In other words, Cloudera is porting its software to an important new platform.* And this port isn’t complete yet, in that Altus is geared only for certain workloads. Specifically, Altus is focused on “data pipelines”, aka data transformation, aka “data processing”, aka new-age ETL (Extract/Transform/Load). (Other kinds of workload are on the roadmap, including several different styles of Impala use.) So what about that is particularly interesting? Well, let’s drill down.
*Or, if you prefer, improving on early versions of the port.
Since so much of the Hadoop and Spark stacks is open source, competition often isn’t based on core product architecture or features, but rather on factors such as:
- Ease of management. This one is nuanced in the case of cloud/Altus. For starters:
- One of Cloudera’s main areas of differentiation has always been Cloudera Manager.
- Cloudera Director was Cloudera’s first foray into cloud-specific management.
- Cloudera Altus features easier/simpler management than Cloudera Director, meant to be analogous to native Amazon management tools, and good-enough for use cases that don’t require strenuous optimization.
- Cloudera Altus also includes an optional workload analyzer, in slight conflict with other parts of the Altus story. More on that below.
- Ease of development. Frankly, this rarely seems to come up as a differentiator in the Hadoop/Spark world, various “notebook” offerings such as Databricks’ or Cloudera’s notwithstanding.
- Price. When price is the major determinant, Cloudera is sad.
- Open source purity. Ditto. But at most enterprises — at least those with hefty IT budgets — emphasis on open source purity either is a proxy for price shopping, or else boils down to largely bogus concerns about vendor lock-in.
Of course, “core” kinds of considerations are present to some extent too, including:
- Performance, concurrency, etc. I no longer hear many allegations of differences in across-the-board Hadoop performance. But the subject does arise in specific areas, most obviously in analytic SQL processing. It arises in the case of Altus as well, in that Cloudera improved in a couple of areas that it concedes were previously Amazon EMR advantages, namely:
- Interacting with S3 data stores.
- Spinning instances up and down.
- Reliability and data safety. Cloudera mentioned that it did some work so as to be comfortable with S3’s eventual consistency model.
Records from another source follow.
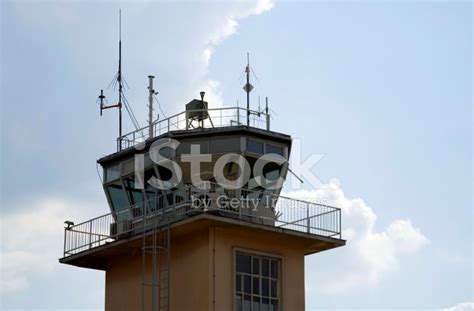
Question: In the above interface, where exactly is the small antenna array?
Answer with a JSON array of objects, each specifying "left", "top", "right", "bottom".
[
  {"left": 97, "top": 16, "right": 277, "bottom": 150},
  {"left": 243, "top": 53, "right": 254, "bottom": 126},
  {"left": 97, "top": 9, "right": 144, "bottom": 150},
  {"left": 242, "top": 53, "right": 270, "bottom": 126}
]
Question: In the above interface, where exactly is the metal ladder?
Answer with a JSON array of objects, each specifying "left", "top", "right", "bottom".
[{"left": 141, "top": 203, "right": 170, "bottom": 311}]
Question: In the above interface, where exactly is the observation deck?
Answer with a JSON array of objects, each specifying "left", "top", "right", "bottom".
[{"left": 61, "top": 183, "right": 343, "bottom": 262}]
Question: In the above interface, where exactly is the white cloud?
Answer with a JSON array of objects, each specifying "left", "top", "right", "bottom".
[
  {"left": 193, "top": 0, "right": 275, "bottom": 107},
  {"left": 10, "top": 0, "right": 275, "bottom": 121},
  {"left": 284, "top": 185, "right": 429, "bottom": 294},
  {"left": 386, "top": 219, "right": 429, "bottom": 253},
  {"left": 253, "top": 0, "right": 275, "bottom": 15},
  {"left": 440, "top": 302, "right": 474, "bottom": 311},
  {"left": 0, "top": 197, "right": 103, "bottom": 294},
  {"left": 199, "top": 79, "right": 225, "bottom": 109},
  {"left": 207, "top": 18, "right": 239, "bottom": 46}
]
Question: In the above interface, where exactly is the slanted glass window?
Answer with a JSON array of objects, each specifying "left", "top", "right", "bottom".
[
  {"left": 144, "top": 168, "right": 159, "bottom": 198},
  {"left": 121, "top": 159, "right": 135, "bottom": 176},
  {"left": 123, "top": 177, "right": 144, "bottom": 205},
  {"left": 177, "top": 142, "right": 191, "bottom": 155},
  {"left": 265, "top": 144, "right": 283, "bottom": 156},
  {"left": 105, "top": 164, "right": 120, "bottom": 182},
  {"left": 235, "top": 251, "right": 280, "bottom": 311},
  {"left": 247, "top": 140, "right": 263, "bottom": 155},
  {"left": 263, "top": 162, "right": 282, "bottom": 182},
  {"left": 106, "top": 181, "right": 129, "bottom": 212},
  {"left": 144, "top": 153, "right": 154, "bottom": 168},
  {"left": 159, "top": 146, "right": 174, "bottom": 159}
]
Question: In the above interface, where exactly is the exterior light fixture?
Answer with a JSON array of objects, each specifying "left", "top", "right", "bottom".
[{"left": 64, "top": 221, "right": 74, "bottom": 229}]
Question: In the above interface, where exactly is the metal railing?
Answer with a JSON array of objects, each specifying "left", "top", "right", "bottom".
[
  {"left": 117, "top": 107, "right": 270, "bottom": 150},
  {"left": 62, "top": 184, "right": 341, "bottom": 257}
]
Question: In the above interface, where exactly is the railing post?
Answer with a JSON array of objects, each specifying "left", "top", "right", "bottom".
[
  {"left": 63, "top": 227, "right": 67, "bottom": 257},
  {"left": 89, "top": 220, "right": 92, "bottom": 249},
  {"left": 237, "top": 108, "right": 240, "bottom": 125},
  {"left": 239, "top": 195, "right": 242, "bottom": 220},
  {"left": 266, "top": 113, "right": 270, "bottom": 131},
  {"left": 339, "top": 208, "right": 342, "bottom": 238},
  {"left": 168, "top": 118, "right": 170, "bottom": 132},
  {"left": 306, "top": 202, "right": 310, "bottom": 233}
]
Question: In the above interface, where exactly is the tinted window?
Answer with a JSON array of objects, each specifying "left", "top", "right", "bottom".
[
  {"left": 178, "top": 142, "right": 209, "bottom": 155},
  {"left": 210, "top": 138, "right": 240, "bottom": 153},
  {"left": 107, "top": 182, "right": 129, "bottom": 211},
  {"left": 123, "top": 177, "right": 144, "bottom": 205},
  {"left": 262, "top": 258, "right": 269, "bottom": 277},
  {"left": 263, "top": 162, "right": 281, "bottom": 182},
  {"left": 236, "top": 252, "right": 251, "bottom": 274},
  {"left": 266, "top": 144, "right": 283, "bottom": 156},
  {"left": 105, "top": 164, "right": 120, "bottom": 182},
  {"left": 177, "top": 142, "right": 190, "bottom": 155},
  {"left": 270, "top": 260, "right": 278, "bottom": 278},
  {"left": 159, "top": 147, "right": 174, "bottom": 158},
  {"left": 247, "top": 140, "right": 263, "bottom": 154}
]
Recently, Cloudera has succeeded at blowing security up into a major competitive consideration. Of course, they’re trying that with Altus as well. Much of the Cloudera Altus story is the usual — rah-rah Cloudera security, Sentry, Kerberos everywhere, etc. But there’s one aspect that I find to be simple yet really interesting:
- Cloudera Altus doesn’t manage data for you.
- Rather, it launches and manages jobs on a separate Hadoop cluster.
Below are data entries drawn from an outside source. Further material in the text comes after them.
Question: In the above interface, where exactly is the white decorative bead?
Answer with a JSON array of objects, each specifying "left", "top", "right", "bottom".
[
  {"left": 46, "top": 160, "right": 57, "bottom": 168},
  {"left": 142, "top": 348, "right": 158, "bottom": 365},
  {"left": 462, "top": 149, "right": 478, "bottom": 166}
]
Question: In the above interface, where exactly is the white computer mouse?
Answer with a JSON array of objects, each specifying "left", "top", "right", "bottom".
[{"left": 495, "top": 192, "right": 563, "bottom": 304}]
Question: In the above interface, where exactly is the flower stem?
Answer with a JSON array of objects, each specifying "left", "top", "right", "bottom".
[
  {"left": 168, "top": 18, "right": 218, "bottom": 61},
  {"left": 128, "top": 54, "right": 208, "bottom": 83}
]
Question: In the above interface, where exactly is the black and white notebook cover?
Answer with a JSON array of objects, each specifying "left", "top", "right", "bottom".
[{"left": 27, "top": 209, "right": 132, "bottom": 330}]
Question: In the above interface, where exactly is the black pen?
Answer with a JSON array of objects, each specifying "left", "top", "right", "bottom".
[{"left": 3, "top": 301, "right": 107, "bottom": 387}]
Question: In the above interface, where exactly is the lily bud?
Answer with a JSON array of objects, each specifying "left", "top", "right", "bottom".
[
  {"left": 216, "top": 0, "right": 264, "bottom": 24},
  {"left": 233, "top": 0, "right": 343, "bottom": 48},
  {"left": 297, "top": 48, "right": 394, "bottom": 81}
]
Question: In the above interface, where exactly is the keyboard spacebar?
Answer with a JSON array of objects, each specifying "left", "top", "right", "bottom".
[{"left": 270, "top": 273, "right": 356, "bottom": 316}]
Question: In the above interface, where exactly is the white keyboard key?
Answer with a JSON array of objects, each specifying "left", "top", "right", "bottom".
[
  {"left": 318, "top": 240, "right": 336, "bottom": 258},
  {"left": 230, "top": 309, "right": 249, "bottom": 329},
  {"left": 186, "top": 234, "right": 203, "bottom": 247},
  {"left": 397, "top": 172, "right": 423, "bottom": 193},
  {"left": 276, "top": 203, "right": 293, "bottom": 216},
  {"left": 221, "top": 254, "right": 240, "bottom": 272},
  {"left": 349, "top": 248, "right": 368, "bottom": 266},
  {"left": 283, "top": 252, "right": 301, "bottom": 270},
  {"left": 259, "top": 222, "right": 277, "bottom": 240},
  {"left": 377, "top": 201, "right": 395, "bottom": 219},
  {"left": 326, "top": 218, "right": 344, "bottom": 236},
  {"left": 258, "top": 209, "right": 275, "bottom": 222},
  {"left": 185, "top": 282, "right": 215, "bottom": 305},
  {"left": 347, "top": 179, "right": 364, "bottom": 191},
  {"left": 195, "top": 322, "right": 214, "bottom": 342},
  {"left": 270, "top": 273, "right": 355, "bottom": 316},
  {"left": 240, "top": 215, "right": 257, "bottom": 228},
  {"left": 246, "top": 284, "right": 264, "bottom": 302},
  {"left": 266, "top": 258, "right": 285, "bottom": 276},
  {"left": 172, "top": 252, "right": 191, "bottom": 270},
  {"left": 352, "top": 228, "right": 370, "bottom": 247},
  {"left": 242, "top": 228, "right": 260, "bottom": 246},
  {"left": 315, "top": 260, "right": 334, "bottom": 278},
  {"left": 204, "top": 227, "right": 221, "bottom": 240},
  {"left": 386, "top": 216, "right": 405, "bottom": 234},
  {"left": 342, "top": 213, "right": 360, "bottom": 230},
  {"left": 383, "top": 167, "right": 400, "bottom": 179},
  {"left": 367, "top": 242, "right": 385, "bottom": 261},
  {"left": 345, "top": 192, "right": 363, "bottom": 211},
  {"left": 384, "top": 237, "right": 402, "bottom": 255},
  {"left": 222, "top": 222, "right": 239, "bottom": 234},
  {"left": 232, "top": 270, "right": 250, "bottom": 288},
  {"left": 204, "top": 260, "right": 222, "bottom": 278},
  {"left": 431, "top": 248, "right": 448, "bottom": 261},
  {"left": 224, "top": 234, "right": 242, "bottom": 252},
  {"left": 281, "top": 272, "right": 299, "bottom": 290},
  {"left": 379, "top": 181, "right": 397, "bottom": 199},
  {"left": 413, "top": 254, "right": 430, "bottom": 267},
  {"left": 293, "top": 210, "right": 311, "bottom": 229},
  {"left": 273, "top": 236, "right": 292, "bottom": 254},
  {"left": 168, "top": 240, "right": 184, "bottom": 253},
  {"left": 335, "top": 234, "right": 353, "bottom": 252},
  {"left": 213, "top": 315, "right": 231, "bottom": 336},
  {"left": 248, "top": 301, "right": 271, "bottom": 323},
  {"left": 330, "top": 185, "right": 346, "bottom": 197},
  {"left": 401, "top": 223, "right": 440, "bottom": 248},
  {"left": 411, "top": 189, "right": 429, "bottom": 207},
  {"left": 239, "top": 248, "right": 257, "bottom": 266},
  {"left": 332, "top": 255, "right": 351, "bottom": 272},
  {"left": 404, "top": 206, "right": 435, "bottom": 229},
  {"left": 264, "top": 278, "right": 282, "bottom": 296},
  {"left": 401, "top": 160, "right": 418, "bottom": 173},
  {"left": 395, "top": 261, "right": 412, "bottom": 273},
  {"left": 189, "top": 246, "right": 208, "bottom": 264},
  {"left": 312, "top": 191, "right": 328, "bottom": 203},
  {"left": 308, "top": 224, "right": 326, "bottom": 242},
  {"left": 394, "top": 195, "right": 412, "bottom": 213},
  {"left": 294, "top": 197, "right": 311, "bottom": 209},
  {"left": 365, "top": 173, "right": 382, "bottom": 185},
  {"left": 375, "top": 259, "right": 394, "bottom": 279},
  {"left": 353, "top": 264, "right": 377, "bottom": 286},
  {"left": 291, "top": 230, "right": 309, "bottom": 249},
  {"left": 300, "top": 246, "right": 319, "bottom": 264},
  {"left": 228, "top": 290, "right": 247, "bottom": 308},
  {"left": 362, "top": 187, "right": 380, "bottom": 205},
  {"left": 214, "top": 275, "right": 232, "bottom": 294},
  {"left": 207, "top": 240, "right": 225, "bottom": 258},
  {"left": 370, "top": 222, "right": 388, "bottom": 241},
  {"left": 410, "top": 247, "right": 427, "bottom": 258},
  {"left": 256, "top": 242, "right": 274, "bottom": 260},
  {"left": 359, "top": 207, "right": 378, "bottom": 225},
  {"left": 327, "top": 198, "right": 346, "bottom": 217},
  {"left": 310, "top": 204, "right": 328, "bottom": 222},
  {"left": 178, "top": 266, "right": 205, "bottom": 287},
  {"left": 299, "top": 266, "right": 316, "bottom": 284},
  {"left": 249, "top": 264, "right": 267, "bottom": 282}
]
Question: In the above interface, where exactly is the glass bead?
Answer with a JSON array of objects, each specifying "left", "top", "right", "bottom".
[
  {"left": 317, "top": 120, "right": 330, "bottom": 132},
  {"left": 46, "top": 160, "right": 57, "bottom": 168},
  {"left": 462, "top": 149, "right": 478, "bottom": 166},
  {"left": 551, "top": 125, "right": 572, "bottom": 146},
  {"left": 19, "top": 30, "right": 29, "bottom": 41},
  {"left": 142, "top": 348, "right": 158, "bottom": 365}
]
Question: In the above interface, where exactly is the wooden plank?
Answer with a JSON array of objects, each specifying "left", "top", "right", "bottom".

Thus, there are very few new security risks to running Cloudera Altus, beyond whatever risks are inherent to running any version of Hadoop in the public cloud.
Where things get a bit more complicated is some features for workload analysis.
- Cloudera recently introduced some capabilities for on-the-fly trouble-shooting. That’s fine.
- Cloudera has also now announced an offline workload analyzer, which compares actual metrics computed from your log files to “normal” ones from well-running jobs. For that, you really do have to ship information to a separate cluster managed by Cloudera.
The information shipped is logs rather than actual query results or raw data. In theory, an attacker who had all those logs could conceivably make inferences about the data itself; but in practice, that doesn’t seem like an important security risk at all.
So is this an odd situation where that strategy works, or could what we might call light-touch managed services turn out to be widespread and important? That’s a good question to address in a separate post.